Be sure that the service-level agreement from any storage provider is aligned with the needs of HIPAA compliance. For example, if the cloud provider is not guaranteeing near-100 percent uptime, the covered entity could, in turn, not be meeting the availability requirement. The SLA should also address safeguards related to ransomware.

8 - Require a 24/7 on-site monitoring staff.

There should be continuous, around-the-clock monitoring of the HIPAA systems managed by a cloud provider to guard against unauthorized access. With oversight of the systems in place at all times, reliability becomes stronger, and the covered entity or business associate is able to respond quickly to any emergent security events.

9 - Require internal and external training.

Whether you are using a cloud environment or your own, training is critical to compliance. One of the key findings in the annual Verizon Data Breach Investigations Report is that more than half of healthcare breaches were due to the insider threat.

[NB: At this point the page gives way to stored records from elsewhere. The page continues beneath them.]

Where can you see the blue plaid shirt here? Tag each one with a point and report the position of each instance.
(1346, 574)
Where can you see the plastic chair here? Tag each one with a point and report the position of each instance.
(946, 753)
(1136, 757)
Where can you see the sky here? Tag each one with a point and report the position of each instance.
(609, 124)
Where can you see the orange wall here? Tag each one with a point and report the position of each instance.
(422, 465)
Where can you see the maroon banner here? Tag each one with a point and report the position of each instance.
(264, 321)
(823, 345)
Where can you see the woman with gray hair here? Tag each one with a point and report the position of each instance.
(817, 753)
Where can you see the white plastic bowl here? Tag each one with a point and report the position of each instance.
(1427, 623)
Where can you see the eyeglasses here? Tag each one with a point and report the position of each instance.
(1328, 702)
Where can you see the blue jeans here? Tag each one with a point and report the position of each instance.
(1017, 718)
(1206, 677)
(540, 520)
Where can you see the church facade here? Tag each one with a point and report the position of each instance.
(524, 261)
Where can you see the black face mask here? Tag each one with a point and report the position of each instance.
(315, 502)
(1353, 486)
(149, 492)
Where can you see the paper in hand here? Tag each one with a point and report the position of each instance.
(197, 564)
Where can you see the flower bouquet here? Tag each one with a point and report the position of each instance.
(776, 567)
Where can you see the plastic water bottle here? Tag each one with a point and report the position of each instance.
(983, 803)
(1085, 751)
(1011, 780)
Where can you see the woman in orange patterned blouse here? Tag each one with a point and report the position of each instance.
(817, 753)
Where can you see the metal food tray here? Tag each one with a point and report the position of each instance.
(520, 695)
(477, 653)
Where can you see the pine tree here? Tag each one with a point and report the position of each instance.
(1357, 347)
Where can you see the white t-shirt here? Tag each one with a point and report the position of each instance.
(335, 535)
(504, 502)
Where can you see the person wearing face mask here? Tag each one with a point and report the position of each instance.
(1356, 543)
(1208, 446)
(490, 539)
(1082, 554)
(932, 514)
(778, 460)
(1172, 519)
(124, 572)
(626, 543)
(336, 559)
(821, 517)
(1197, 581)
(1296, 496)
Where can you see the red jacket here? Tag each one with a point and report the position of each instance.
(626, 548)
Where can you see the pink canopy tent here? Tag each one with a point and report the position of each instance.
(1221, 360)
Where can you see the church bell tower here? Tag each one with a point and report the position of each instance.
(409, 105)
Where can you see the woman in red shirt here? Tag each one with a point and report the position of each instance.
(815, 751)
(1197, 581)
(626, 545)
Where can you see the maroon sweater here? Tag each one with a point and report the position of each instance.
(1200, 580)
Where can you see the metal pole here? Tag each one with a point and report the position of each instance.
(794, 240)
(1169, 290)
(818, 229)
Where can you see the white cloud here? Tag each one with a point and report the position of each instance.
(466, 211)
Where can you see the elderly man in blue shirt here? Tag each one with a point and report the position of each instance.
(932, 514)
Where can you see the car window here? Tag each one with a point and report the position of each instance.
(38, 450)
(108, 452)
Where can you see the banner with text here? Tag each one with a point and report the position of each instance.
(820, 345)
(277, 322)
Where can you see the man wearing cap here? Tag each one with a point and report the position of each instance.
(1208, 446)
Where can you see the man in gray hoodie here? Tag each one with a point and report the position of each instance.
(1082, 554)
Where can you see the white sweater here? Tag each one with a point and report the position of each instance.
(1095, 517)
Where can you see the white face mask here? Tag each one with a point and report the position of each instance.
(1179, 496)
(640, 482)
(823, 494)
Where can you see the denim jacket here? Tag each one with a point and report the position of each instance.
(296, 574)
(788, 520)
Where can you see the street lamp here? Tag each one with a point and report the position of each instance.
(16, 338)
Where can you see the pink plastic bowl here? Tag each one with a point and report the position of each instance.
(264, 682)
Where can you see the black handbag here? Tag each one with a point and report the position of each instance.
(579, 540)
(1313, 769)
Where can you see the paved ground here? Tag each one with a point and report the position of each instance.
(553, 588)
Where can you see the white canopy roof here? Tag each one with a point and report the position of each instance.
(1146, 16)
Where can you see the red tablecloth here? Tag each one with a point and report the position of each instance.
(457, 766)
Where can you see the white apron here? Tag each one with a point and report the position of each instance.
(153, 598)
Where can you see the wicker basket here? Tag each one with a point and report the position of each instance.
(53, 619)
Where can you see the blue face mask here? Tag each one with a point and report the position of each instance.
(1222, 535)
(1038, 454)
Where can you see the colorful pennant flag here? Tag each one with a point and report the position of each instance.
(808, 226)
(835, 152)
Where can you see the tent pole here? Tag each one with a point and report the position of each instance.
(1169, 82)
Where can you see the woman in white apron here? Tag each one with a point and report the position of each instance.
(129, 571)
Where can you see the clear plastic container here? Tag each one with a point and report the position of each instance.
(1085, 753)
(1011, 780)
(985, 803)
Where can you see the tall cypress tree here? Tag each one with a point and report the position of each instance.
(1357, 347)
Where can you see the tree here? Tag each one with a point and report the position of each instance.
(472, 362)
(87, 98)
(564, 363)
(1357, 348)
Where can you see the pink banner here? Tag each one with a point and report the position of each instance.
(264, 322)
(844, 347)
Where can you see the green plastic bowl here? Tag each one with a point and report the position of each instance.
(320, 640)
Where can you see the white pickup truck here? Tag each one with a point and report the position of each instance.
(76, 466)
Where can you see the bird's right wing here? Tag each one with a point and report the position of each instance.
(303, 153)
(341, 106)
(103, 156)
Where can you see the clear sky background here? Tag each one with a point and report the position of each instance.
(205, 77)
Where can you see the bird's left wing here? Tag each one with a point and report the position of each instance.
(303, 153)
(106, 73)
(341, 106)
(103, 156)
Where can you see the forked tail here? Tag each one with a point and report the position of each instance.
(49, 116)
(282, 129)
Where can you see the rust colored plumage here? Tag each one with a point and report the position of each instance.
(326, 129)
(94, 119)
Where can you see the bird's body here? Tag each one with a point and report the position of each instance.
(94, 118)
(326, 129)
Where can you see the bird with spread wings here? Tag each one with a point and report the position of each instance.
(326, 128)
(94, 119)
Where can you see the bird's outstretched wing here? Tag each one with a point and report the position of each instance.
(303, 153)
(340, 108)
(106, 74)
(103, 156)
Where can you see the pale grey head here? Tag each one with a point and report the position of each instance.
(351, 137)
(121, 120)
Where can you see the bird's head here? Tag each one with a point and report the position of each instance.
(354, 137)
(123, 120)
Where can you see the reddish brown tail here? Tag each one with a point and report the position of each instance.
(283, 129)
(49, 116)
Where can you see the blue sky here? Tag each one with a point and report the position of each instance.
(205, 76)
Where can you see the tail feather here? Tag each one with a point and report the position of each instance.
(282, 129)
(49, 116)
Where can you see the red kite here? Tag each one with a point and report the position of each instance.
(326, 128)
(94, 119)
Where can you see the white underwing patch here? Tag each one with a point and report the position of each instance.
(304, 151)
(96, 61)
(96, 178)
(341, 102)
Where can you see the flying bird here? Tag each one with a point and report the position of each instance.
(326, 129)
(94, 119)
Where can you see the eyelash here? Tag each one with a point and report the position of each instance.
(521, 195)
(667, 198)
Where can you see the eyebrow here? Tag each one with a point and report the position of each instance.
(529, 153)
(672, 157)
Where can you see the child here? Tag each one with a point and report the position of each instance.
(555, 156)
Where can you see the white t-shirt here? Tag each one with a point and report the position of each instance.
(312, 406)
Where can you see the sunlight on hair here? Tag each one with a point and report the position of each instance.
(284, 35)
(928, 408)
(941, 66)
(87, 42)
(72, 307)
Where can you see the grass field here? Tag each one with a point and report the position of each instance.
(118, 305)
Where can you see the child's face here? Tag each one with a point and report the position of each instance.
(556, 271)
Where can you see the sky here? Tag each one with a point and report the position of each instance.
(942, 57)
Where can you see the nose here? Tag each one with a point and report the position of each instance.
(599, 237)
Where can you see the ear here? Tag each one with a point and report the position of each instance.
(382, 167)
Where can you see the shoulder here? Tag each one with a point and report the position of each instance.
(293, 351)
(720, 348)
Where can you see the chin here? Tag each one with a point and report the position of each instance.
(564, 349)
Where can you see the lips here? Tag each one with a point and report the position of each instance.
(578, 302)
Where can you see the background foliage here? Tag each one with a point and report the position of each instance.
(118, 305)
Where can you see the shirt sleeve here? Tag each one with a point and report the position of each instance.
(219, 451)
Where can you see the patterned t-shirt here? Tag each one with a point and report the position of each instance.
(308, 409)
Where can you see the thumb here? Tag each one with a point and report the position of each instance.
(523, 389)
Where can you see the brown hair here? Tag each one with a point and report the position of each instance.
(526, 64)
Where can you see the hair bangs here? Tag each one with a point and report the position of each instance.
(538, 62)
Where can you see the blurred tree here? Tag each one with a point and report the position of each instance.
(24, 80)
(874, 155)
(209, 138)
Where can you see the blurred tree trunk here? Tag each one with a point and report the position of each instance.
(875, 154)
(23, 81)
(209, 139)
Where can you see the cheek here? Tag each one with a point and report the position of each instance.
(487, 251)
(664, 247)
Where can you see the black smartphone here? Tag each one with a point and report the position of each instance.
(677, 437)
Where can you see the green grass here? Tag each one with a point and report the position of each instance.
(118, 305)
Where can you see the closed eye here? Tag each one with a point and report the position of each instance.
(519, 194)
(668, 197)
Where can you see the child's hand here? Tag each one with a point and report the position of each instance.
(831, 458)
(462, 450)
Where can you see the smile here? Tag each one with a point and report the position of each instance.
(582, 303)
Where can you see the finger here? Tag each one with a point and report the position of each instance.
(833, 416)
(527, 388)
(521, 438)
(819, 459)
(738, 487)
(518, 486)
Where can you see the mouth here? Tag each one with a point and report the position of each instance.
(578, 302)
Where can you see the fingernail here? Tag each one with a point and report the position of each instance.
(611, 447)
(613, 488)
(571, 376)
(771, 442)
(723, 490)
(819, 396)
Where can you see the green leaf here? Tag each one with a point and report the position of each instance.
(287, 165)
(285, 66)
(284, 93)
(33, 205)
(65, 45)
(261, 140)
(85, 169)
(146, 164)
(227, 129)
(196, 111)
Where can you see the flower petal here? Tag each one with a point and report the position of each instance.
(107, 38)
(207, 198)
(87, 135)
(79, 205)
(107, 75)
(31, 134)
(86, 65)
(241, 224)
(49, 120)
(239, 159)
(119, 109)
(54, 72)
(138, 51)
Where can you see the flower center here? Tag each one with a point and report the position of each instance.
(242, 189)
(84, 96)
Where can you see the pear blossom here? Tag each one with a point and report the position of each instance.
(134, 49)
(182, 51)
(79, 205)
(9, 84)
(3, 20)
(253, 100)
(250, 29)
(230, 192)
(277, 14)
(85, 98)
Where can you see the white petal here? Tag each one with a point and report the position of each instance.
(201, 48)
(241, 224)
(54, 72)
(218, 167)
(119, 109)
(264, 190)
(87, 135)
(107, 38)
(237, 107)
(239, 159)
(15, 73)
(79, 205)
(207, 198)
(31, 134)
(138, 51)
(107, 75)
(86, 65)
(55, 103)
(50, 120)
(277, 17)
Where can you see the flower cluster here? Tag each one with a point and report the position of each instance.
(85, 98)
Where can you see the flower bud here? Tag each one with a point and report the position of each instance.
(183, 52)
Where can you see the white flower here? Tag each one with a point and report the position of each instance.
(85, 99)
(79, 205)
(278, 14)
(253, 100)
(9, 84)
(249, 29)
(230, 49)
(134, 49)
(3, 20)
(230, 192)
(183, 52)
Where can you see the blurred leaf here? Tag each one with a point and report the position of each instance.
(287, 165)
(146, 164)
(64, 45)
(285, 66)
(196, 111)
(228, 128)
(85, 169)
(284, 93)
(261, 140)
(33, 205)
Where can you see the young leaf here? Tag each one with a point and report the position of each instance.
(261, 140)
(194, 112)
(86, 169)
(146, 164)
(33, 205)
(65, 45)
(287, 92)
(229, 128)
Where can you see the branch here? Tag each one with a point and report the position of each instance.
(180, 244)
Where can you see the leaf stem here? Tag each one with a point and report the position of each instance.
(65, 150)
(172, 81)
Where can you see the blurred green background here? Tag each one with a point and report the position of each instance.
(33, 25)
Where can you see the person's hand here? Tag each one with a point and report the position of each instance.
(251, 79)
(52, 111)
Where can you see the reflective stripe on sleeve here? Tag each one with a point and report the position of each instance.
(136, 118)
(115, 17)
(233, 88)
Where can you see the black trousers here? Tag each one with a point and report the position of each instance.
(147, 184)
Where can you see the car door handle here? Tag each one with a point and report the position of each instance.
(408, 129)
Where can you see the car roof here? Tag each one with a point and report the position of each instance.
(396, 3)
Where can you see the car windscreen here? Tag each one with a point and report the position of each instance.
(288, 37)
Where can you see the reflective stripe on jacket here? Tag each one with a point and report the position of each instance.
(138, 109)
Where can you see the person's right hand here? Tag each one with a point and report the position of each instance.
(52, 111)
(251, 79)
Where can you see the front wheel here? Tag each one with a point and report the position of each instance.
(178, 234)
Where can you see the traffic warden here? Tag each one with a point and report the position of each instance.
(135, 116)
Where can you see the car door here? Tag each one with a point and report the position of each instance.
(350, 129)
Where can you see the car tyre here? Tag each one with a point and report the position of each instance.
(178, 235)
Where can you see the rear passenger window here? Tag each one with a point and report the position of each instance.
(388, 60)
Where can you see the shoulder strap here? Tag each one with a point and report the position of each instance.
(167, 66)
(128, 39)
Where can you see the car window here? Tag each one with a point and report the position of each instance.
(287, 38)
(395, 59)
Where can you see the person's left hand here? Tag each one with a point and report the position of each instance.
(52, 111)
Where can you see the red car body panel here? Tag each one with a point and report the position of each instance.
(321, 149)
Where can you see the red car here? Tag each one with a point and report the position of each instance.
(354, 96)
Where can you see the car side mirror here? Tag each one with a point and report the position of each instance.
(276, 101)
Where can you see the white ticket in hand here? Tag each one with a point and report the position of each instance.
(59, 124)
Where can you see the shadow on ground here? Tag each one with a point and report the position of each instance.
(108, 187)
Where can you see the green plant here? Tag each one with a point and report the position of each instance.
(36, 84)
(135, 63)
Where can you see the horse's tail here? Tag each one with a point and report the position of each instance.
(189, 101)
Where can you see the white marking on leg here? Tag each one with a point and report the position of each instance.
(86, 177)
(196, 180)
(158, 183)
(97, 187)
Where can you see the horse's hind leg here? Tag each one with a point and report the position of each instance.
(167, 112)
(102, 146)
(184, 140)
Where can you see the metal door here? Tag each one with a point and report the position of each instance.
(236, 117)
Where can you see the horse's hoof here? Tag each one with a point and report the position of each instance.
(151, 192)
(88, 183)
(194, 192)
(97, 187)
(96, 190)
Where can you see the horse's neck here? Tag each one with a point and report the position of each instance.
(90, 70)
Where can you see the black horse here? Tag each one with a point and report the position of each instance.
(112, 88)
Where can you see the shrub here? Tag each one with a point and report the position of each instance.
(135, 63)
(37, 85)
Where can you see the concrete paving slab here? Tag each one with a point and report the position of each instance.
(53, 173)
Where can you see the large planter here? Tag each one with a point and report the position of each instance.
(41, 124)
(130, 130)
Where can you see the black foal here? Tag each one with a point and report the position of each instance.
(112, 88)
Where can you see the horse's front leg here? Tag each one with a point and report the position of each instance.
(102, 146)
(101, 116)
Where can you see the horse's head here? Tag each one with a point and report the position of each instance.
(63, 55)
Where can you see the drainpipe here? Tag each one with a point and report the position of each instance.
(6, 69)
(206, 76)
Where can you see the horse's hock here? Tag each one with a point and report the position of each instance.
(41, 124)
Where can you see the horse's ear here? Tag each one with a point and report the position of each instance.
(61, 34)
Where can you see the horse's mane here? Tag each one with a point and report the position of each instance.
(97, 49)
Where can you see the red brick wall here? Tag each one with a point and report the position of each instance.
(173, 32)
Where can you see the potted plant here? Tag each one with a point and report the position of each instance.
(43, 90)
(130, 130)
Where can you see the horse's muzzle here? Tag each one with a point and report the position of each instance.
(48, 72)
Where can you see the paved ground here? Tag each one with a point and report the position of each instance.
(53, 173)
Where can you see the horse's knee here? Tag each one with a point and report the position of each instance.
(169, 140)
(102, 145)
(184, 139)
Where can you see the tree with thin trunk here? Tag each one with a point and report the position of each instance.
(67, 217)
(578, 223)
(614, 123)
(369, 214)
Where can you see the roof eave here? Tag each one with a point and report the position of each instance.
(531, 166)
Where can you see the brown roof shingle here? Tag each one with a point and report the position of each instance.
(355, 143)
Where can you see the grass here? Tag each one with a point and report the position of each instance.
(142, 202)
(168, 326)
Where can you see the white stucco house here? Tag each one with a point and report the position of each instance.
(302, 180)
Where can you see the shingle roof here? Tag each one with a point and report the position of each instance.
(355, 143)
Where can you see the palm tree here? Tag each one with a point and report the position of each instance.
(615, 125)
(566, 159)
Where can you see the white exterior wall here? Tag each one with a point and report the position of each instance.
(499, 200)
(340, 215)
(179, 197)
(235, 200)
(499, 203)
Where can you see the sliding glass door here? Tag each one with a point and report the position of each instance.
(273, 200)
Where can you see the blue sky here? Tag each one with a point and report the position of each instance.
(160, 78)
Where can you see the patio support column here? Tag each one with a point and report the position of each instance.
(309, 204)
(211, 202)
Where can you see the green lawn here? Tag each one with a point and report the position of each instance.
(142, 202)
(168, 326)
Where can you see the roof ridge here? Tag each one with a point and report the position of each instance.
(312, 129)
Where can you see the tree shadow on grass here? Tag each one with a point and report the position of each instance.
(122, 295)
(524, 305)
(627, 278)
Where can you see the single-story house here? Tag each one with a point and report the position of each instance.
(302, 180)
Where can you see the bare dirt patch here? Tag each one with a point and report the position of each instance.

Therefore, it is key to know that your employees understand how to stay compliant – especially since human error is consistently one of the top reasons for insider breaches. In the 2020 report, published here, phishing, misconfiguration, and malware-related incidents are prevalent reasons for data breaches.

Employees of business associates should receive regular training on data security and compliance as well.

10 - Go beyond HIPAA.

HIPAA – and its updated scope under HITECH – are not the only regulatory concerns when considering healthcare file storage. There may be other law that applies as well, based on the type of information, nature of parties to the contract, and terms of the agreement related to data use and storage.

Other regulations to address to determine possible need for additional compliance are the General Data Protection Regulation (GDPR) from the European Union; personal data privacy rules from the Federal Trade Commission; confidentiality stipulations within “Confidentiality of Substance Use Disorder Patient Records” (Code of Federal Regulations Part 2, Title 42); and state law directing the use and storage of health information.